First quarter shipments increased 3.0 from fourth quarter of 2014 and were up 48 percent compared to first quarter 2014, thanks in great part to a 36 percent jump in grain shipments.

"Being located in the most fertile agricultural region in the world, grain is one of the largest volume commodities handled through the Port of Indiana-Mount Vernon," said Mount Vernon Port Director Phil Wilzbacher. "On an annual basis, port companies trade or process approximately 75 million bushels of corn, soybeans and wheat. During the first quarter, Consolidated Grain and Barge handled a significant increase in corn shipments. CGB is a very progressive grain trading business and our partnership with this company continues to grow even after more than 30 years."

But there were other positives, as well. Fertilizer and steel shipments were up 16 percent and 10 percent, respectively. Substantial gains were posted by minerals and magnetite volumes. Shipments by Alliance Coal, which account for just over half of the port’s total tonnage, exceeded year-earlier tonnage by a significant margin.

Located on the Ohio River in Southwest Indiana near Evansville, the port is a multimodal hub connecting the Midwest to world markets with year-round routes to the Gulf of Mexico, over 20 states and the Great Lakes via the U.S. Inland Waterways System. The port also provides connections to five Class I railroads and ocean vessels in the Gulf of Mexico. The port handles cargo bound to or from 20 countries and 44 states.
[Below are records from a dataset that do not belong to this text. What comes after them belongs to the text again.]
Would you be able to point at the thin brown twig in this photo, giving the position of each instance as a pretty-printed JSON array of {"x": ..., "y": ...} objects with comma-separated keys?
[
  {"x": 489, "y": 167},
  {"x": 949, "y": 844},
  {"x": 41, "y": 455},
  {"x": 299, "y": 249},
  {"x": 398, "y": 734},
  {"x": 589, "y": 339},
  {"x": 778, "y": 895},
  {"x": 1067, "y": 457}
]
Mount Vernon is one of three public ports administered by the state port authority, Ports of Indiana, from its headquarters in Indianapolis. The others are the Jeffersonville on the Ohio River and Burns Harbor on Lake Michigan.
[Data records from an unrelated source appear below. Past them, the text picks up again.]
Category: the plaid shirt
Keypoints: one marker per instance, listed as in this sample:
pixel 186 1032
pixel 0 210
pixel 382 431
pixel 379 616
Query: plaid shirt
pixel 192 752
Indiana Port of Mount Vernon
Photo/Ports of Indiana

San Pedro Ports Container Volume Up 23% in March

The San Pedro Harbor ports of Long Beach and Los Angeles together handled container volumes totaling just over 1.4 million TEUs in March, up from just 915,777 TEUs in strike-impacted February and a 23.4 percent increase from the March 2014 total of 1.1 million TEUs. In detail, the data show increases from a year ago of 35.4 percent for inbound loads, 54.1 percent for empty containers and a 20.1 percent drop for outbound loads. That brought year-to-date volume at America’s largest container handling complex to nearly 3.3 million TEUs down 4.3 percent from first quarter 2014.